Speaking of draft position, the Te’o pick looks all the more risky when you consider what the Chargers gave up to get him. The Chargers sacrificed a fourth-round pick to move up seven spots at the top of the second round. By comparison, the 49ers leap-frogged half of the NFL in the first round at the expense of a third-round pick. Simply by reference to the historical value of the picks traded, the Chargers’ trade stands as one of the worst in the entire draft.
I like Keenan Allen, and I commend the Chargers for refusing to pass on him, even if the team has areas of greater perceived “need.” Remember, this was a team without a 1,000-yard receiver last year, and had Danario Alexander not shown up on the scene midseason, Malcolm Floyd would have led all wideouts in touchdown catches with five. So there’s not a particularly deep talent pool already in place.
The one thing I’ll say about Allen, and the Chargers’ first three picks as a group, is that they certainly didn’t add a ton of speed to the roster. Even Allen ran a 4.71 at his pro day, and may enter the year with a lingering knee injury. Contrast this with the additions the Rams made early in the draft, adding a receiver with unparalleled burst and short-area quickness in Tavon Austin and the most athletic inside linebacker in quite some time in Alec Ogletree. Add those two to a roster brimming with athletic talent at tailback (Daryl Richardson and Isaiah Pead), tight end (Jared Cook), cornerback (Janoris Jenkins), and along the defensive front (Chris Long and Robert Quinn, to name two), and they start to present problems that the Chargers roster just doesn’t at the moment.

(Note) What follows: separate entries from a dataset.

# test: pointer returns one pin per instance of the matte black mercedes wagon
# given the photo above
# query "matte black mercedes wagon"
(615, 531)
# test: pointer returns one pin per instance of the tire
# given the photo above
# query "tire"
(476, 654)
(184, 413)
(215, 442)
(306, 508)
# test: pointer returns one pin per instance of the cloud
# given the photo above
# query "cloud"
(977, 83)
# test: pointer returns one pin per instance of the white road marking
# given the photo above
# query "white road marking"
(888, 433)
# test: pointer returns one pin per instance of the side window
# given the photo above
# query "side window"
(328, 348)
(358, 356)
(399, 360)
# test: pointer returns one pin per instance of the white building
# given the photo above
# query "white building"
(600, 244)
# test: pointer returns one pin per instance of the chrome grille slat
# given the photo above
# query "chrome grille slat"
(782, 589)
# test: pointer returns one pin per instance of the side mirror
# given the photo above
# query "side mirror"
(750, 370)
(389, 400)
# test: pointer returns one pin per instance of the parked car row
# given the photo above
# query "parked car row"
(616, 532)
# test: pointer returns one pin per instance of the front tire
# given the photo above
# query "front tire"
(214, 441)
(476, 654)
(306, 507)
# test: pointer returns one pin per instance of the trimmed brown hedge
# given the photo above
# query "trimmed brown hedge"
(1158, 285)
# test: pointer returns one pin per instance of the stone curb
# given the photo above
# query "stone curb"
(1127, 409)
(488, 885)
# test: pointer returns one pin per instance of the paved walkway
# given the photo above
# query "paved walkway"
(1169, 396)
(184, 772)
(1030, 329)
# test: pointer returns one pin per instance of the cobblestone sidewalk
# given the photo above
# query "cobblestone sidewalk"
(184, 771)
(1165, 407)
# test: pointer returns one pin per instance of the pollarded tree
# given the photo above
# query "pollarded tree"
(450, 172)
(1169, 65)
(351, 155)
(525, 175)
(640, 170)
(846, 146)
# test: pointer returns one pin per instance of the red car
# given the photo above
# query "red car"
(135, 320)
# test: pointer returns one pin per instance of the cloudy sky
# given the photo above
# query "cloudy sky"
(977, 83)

The later round picks suggest potential, if not guaranteed production. Steve Williams can run with anyone, although he seemed to lack a natural feel for man coverage too often in his college career. Tourek Williams – who evaded my radar completely, despite playing alongside heralded safety Jonathan Cyprien – consistently gets good leverage on linemen and possesses a surprisingly polished array of pass-rush moves, including a good inside counter. He plays well in space, too – although he should, at only 260 pounds, he is not primed for a position on an NFL defensive line just yet.
So, look, there’s value in this draft class. But Telesco’s work is not done, by a long shot. Phillip Rivers should not be a whole lot more confident in the group assigned to protect him this year than he was at the end of last. No one on the roster had more than seven sacks in 2012. The defensive secondary remains a work in progress.
Room for optimism? Yes. Calling the engraver for the Lombardi trophy? Not so fast.
* …to say nothing of Te’o’s faith in Lennay Kukua. Ba-dum-cha.
This post marks the first in a series of reviews of team drafts. I will discuss methodology in future posts, and probably issue a set of grades as the reviews conclude. For now, hope the content is helpful, and of course, spurs a little conversation.